The rated life based on the above definition has to satisfy the requisite life expectations of the bearing application. In the absence of previous experience, guidelines regarding specification life of different bearing applications are provided in table 1 and table 2.
Due to the statistical nature of bearing life, it must be pointed out that the observed time to failure of an individual bearing mounted in an application can be related to its rated life only if the failure probability, of that particular bearing, can be determined in relation to the general population of bearings running under similar conditions. For instance, if a bearing failure is observed in a bearing fan application counting a total of two hundred mounted bearings working under similar conditions, this represent a failure probability of just 0,5%, thus a reliability for the installed application of 99,5%.
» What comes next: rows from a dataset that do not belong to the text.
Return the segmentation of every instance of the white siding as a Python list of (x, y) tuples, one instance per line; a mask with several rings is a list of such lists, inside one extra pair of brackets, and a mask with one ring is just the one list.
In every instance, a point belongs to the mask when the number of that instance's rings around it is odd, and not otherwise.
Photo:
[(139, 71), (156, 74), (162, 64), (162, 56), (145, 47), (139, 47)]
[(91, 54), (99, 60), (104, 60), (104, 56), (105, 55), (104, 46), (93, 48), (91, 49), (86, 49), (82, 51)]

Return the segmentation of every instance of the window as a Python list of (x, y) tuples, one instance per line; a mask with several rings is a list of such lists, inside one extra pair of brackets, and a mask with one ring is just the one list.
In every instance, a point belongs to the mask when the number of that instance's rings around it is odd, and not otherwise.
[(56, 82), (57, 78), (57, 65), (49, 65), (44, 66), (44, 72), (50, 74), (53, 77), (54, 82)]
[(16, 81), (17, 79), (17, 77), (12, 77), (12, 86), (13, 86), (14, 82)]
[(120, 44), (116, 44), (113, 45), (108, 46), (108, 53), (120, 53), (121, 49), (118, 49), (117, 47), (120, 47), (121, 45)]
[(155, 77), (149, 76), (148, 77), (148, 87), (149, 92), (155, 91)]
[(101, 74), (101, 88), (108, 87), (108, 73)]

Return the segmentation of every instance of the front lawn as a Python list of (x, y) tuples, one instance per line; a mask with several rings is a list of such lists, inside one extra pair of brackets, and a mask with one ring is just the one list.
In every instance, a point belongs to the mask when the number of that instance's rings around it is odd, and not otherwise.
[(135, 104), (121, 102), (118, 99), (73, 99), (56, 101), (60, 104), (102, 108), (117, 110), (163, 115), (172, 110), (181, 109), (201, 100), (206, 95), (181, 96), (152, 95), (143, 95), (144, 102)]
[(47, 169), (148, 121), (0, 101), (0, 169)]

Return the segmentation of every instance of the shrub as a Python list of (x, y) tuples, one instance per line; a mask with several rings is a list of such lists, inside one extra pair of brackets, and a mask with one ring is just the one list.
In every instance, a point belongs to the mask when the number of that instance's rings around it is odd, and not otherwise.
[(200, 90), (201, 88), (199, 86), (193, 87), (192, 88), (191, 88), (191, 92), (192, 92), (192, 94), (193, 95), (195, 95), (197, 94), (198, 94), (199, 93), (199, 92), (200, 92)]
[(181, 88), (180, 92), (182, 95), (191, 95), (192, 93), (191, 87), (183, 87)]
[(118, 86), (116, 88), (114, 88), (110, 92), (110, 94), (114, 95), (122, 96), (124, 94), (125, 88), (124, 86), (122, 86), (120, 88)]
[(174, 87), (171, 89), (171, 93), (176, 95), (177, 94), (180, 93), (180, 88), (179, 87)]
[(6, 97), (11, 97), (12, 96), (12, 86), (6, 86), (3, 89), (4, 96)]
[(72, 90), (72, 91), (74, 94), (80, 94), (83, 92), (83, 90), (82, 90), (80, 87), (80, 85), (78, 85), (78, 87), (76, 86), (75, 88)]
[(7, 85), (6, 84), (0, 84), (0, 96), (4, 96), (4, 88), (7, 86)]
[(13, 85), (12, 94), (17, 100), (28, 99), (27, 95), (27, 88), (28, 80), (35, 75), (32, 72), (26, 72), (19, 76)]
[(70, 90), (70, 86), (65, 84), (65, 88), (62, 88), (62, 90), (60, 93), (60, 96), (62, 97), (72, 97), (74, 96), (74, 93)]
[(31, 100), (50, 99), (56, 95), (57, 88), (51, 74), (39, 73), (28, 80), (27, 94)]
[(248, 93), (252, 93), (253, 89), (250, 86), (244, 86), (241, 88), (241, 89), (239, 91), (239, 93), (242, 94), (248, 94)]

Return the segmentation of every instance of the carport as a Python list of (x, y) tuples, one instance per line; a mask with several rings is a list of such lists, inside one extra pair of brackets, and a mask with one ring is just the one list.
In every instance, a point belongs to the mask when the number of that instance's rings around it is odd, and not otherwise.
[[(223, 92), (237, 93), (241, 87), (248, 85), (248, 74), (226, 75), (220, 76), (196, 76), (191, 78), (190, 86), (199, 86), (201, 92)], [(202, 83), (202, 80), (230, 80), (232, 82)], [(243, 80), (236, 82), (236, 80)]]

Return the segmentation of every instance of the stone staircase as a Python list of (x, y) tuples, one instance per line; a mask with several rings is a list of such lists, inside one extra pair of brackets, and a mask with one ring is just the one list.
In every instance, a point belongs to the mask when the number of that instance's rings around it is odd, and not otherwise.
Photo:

Several investigations performed throughout the years regarding the failures of bearings used in a variety of applications have shown that in a very large population (several million bearings), the observed failures are a relatively rare event and not directly related to typical raceway spalling. This shows that the design guidelines based on 90% reliability and the use of static and dynamic safety factors can lead to robust bearing solutions in which typical fatigue failures are in general avoided. Indeed, observed field failures are mostly related to abrasive wear, moisture, corrosion, improper mounting, improper shaft/housing fits, skidding of rolling elements, unforeseen contamination or related to failure of the cage, of the sealing or of the lubrication system.